Free Course · 5 lessons · ~3 hours
The EU AI Act for Non-Lawyers
A plain-language, practitioner's guide to the EU AI Act — what it actually requires, who is in scope, and what you should do about it this week. For product managers, founders, AI engineers, and compliance leads who do not have a law degree and do not have time to become a lawyer.
Note. This course is education, not legal advice. The EU AI Act is a complex, multi-stage piece of regulation; for any specific compliance decision, you should consult qualified counsel. What this course gives you is the structure to know what to ask and what to look for.
Who this is for
You should take this course if your work touches AI in any way that involves the European Union — whether you build AI systems, deploy them, sell to European customers, or are affected by them. You may be a product manager wondering whether your new feature is "high-risk". You may be a founder trying to work out whether your start-up's chatbot needs CE marking. You may be a compliance lead piecing together what to put in your annual report. You may be an engineer who needs to know what the Act actually requires before agreeing to a release plan.
You do not need a legal background. The Act is, at heart, a structured piece of engineering policy — once you know the structure it is far less frightening than the headlines suggest. We will give you the structure.
What you will learn
Why the Act exists and who it affects
The political and historical context. The risk-based approach. Extraterritorial scope — and why a company that has no office in the EU can still be in the Act's reach.
The four risk tiers
Prohibited practices. High-risk systems. Limited-risk transparency duties. Minimal-risk. Concrete examples for each, and the seven Annex III high-risk areas in plain language.

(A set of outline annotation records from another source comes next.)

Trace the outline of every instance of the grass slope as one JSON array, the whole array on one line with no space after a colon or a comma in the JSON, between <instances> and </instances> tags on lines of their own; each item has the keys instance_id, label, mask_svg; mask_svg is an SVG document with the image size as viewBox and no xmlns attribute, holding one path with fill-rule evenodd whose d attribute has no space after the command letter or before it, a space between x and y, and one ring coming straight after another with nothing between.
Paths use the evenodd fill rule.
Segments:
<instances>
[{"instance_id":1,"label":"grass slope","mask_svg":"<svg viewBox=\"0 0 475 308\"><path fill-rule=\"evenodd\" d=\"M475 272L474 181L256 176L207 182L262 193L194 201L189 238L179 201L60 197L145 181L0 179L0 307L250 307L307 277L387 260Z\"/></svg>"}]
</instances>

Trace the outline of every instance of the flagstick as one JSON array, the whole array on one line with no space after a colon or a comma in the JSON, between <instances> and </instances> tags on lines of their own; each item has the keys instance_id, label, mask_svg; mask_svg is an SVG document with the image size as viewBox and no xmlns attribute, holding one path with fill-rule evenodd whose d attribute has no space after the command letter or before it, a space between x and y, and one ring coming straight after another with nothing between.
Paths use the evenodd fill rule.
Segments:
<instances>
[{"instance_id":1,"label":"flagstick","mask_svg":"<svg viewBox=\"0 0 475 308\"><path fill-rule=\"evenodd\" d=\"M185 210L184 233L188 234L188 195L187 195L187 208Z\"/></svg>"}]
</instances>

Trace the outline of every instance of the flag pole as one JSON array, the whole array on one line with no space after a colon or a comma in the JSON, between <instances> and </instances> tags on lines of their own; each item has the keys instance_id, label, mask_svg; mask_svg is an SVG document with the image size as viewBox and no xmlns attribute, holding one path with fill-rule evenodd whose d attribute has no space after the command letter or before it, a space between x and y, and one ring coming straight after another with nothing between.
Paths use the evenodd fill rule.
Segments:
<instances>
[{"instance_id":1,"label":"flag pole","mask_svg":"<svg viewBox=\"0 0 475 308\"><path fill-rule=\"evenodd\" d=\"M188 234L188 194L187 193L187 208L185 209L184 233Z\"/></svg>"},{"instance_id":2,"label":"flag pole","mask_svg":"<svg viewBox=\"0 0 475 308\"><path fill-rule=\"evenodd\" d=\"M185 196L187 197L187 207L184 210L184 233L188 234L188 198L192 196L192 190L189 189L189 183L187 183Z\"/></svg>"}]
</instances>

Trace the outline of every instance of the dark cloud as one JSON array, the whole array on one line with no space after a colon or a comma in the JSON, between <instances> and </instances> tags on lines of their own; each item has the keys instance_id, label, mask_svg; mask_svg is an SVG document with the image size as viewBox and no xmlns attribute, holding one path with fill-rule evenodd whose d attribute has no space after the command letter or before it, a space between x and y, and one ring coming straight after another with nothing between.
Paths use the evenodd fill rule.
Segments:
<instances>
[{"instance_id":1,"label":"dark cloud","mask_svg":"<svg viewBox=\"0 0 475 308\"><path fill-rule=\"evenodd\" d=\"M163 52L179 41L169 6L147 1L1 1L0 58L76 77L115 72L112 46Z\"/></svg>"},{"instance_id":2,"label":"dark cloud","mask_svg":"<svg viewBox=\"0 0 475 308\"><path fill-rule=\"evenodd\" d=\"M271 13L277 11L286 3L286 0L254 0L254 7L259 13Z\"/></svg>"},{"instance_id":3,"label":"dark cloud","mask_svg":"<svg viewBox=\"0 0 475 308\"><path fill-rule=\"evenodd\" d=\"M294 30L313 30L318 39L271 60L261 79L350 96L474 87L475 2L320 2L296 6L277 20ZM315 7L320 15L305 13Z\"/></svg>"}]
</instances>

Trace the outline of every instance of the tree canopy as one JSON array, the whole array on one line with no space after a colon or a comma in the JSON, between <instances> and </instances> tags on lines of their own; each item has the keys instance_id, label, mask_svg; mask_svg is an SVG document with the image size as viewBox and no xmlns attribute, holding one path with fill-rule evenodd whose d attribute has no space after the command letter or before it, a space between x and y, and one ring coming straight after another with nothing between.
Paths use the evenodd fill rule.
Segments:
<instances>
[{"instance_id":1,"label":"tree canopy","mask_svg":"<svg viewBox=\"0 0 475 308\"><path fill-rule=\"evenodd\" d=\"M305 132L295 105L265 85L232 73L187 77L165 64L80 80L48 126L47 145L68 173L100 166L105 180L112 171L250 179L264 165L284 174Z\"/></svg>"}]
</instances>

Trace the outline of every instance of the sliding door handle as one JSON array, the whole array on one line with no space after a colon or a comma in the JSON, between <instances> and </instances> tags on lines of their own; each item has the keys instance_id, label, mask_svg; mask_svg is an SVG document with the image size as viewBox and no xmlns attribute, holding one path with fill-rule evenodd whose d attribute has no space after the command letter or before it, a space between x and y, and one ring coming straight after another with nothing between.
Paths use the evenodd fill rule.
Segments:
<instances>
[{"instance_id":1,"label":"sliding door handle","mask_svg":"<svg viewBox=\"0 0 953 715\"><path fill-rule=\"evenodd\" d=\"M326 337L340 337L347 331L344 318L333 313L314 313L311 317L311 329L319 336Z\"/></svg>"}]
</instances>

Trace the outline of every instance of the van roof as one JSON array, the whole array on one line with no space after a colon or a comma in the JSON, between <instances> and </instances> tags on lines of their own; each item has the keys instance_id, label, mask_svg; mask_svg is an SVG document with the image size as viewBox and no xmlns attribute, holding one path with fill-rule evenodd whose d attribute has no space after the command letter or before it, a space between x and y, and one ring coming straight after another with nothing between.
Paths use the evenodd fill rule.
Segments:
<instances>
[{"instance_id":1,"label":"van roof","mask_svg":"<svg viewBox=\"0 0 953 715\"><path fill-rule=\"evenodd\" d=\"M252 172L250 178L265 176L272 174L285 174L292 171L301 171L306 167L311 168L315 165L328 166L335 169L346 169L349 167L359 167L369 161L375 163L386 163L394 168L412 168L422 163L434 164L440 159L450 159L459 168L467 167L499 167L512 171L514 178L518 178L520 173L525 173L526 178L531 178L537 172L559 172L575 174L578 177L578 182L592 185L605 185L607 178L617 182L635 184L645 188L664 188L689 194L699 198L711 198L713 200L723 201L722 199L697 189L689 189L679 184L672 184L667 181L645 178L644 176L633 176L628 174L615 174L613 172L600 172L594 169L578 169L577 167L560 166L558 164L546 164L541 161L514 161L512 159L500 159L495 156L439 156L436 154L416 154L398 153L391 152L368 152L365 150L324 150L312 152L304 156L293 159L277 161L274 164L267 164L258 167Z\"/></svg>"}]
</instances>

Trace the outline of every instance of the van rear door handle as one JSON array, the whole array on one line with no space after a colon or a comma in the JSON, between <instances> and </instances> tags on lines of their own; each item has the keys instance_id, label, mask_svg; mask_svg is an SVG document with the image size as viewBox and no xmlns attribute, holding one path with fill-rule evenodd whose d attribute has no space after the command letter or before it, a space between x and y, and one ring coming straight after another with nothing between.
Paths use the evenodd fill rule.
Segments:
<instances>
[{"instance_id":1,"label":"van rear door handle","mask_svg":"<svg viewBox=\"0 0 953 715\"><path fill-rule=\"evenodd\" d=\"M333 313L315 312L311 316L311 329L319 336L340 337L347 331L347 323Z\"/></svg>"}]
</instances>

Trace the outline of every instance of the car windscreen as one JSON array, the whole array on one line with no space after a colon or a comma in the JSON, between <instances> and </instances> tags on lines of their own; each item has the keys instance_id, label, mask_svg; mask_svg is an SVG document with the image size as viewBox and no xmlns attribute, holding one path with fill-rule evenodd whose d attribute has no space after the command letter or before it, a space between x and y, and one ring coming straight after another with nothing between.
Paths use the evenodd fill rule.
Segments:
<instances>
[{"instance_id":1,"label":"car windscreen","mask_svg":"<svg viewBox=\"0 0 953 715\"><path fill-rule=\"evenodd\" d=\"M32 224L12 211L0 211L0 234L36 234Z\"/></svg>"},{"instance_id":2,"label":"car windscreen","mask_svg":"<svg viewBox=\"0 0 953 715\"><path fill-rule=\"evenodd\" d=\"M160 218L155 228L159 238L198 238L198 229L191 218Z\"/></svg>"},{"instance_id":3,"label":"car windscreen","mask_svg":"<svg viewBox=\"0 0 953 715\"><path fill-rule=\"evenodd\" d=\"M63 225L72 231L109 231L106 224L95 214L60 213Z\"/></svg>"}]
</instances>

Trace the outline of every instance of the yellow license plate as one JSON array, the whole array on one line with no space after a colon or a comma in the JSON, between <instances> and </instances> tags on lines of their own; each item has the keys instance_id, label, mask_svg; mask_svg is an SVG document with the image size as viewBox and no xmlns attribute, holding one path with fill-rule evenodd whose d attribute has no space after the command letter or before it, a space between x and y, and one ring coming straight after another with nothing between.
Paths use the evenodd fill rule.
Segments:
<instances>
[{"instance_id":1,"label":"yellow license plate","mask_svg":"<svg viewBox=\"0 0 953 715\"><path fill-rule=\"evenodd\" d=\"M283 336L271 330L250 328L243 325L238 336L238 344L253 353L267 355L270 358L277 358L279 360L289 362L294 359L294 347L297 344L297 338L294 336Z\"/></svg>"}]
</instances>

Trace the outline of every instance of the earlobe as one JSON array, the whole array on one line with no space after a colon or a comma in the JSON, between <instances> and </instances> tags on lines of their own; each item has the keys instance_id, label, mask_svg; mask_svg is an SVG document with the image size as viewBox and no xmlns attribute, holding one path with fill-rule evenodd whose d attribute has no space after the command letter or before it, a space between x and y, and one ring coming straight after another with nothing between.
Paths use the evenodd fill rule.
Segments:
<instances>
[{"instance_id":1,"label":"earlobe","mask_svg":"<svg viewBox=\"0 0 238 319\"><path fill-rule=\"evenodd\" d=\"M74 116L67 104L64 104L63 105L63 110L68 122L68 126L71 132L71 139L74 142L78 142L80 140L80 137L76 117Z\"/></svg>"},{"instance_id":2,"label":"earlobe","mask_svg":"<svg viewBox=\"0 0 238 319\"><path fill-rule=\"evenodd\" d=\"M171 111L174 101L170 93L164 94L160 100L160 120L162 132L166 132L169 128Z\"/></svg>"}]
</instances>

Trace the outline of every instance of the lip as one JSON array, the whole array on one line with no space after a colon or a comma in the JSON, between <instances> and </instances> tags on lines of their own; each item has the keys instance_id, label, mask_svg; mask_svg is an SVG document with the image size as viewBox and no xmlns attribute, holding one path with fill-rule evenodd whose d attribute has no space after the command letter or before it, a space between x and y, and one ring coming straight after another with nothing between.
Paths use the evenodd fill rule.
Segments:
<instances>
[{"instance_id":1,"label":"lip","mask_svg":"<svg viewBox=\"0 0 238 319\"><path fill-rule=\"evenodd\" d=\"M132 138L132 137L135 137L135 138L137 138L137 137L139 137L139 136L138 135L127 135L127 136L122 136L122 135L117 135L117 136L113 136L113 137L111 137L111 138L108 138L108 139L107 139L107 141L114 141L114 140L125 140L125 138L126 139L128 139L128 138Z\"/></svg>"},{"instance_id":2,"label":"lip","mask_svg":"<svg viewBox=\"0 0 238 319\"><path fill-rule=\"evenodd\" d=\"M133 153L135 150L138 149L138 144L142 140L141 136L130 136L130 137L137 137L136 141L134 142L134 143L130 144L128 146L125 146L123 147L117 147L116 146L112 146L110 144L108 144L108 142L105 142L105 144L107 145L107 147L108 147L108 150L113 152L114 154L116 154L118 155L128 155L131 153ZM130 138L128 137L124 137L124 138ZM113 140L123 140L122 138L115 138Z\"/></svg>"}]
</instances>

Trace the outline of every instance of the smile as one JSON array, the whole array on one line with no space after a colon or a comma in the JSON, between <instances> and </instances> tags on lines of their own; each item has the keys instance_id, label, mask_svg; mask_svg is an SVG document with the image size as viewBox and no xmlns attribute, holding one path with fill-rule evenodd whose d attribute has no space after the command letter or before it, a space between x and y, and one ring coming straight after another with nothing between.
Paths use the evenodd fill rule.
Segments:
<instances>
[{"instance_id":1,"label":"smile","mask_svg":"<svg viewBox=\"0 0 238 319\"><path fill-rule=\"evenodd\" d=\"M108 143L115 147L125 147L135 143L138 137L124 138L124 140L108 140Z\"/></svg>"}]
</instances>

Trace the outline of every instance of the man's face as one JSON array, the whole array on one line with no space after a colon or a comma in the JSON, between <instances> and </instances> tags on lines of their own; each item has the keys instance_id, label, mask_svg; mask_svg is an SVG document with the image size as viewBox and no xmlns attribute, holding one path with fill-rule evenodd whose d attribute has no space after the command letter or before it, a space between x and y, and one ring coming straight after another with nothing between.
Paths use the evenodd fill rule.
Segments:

If you are a provider — what you must do
Risk management, data governance, technical documentation, logging, transparency, human oversight, accuracy and robustness, conformity assessment, CE marking, registration.
If you are a deployer — what you must do
The deployer's separate (and lighter) set of duties. Workplace AI. The fundamental rights impact assessment. Transparency to people affected by the system.
GPAI, the timeline, and what to do this week
General-purpose AI model rules. The Code of Practice. Enforcement dates — what is already in force, what is coming. A personal compliance checklist for the next 30 days.
What you will need
- About three hours of total time. Each lesson is 25 to 45 minutes.
- A browser. We will link to the official consolidated text of the Act (the EUR-Lex version), the European Commission's AI Act explorer, and the European AI Office's resources. The free tier of Claude.ai or ChatGPT is useful for the exercises, not essential.
- For the final exercise: a short description of your AI system or use case. Anything from "we sell a CV-screening tool to recruiters" to "I am a product manager at a bank and we are about to launch an internal chatbot". The personal compliance checklist is written in your context.
What this course is not
This course is not a substitute for qualified legal advice. The Act has subtleties that depend on facts, on Member State implementation, and on case-by-case interpretation. What it is is an honest, practitioner-grade orientation. By the end you should be able to read a section of the Act, understand what it is asking of you, and know which questions to take to a lawyer rather than which to muddle through alone.
How this fits with the full programme
This is a cross-cutting taster. The Act sits at the intersection of Path B — AI for Business and Consulting (where governance is treated as a strategic discipline) and Path D — AI for Cybersecurity (where regulatory compliance is treated alongside security frameworks). Both paths cover the Act in more depth across multiple modules, and Path B's B4 — Economics and Regulation of AI is the closest direct extension of this material. The full programme launches with the December 2026 cohort.